Hello everyone, this is my first topic here, so feel free to tell me if this is the right place for it. ![]()
I’m doing an exploratory study on QML applied to high-energy physics. So, I’m building a pipeline that allows me to train multiple circuits with different optimizers, data, etc. - I give it some hyperparameters specifying the training, and It should do the rest. ![]()
> The Problem
When I do the step method on my optimizer / calculate the gradient and apply them, the gradients of my model weights/parameters are always zero!
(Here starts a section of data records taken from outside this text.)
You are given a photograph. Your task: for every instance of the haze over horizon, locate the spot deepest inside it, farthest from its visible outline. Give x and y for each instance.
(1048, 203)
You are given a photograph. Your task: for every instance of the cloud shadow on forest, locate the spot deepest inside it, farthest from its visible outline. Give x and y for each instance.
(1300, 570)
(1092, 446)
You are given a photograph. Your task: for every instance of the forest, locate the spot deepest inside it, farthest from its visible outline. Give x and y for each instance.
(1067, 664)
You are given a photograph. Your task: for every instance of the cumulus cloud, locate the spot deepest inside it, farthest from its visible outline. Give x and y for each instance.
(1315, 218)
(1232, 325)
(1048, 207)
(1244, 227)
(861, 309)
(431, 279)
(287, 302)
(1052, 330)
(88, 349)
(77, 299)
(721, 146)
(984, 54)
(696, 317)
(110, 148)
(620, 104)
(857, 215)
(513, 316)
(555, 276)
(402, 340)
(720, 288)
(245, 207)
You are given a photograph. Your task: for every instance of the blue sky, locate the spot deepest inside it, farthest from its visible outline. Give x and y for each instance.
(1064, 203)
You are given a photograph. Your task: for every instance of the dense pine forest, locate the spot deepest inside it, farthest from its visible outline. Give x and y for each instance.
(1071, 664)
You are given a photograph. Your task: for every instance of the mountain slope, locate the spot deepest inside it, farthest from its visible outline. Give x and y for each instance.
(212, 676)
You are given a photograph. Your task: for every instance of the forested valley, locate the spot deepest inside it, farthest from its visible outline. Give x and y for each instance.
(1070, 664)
Being that the gradient of the model bias is != 0. I even tried to put an insane stepsize of 1e4 on my NesterovMomentum optimizer, but nothing changed.
> What I think It’s Happening
If you look at my code, you can see that the circuit is initialized by
self.circuit_ = qml.QNode(globals()[self.circuit_name], self.dev)
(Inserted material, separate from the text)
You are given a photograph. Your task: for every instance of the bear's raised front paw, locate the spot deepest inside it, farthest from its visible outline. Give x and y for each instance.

What essentially is being done is that the specified circuit (given by the user as a string) is being loaded from another file called “circuits” where the circuit itself is located.
This self.circuit_ is used on my circuit method, where I just pass the current weights and input vector to my parametrized circuit.
def circuit(self, weights, x): return self.circuit_(weights, self.embedding, self.n_layers, self.n_qubits, x)
This circuit method is itself called by my classifier method where I consider the bias of each parameter and this is the method my cost function will call to calculate the gradients.
def classifier(self, weights, bias, x): return self.circuit(weights, x) + bias
My theory is pennylane can only see the gradients of the vectors specified in the current class and can’t go further - For example, it can’t peek inside the circuit that is defined in another file. This would explain why only the bias has a gradient != 0.
Honestly, I have no idea for sure what is happening. If somebody has any idea of the problem, I would be forever thankful!
Have a nice day and thanks in advance! ![]()
> Aditional Information
A somewhat simplified version of my code here
As well as the circuits file here.
A picture of the gradient values:

The 0 index represents the weights gradient and index 1, the bias gradient.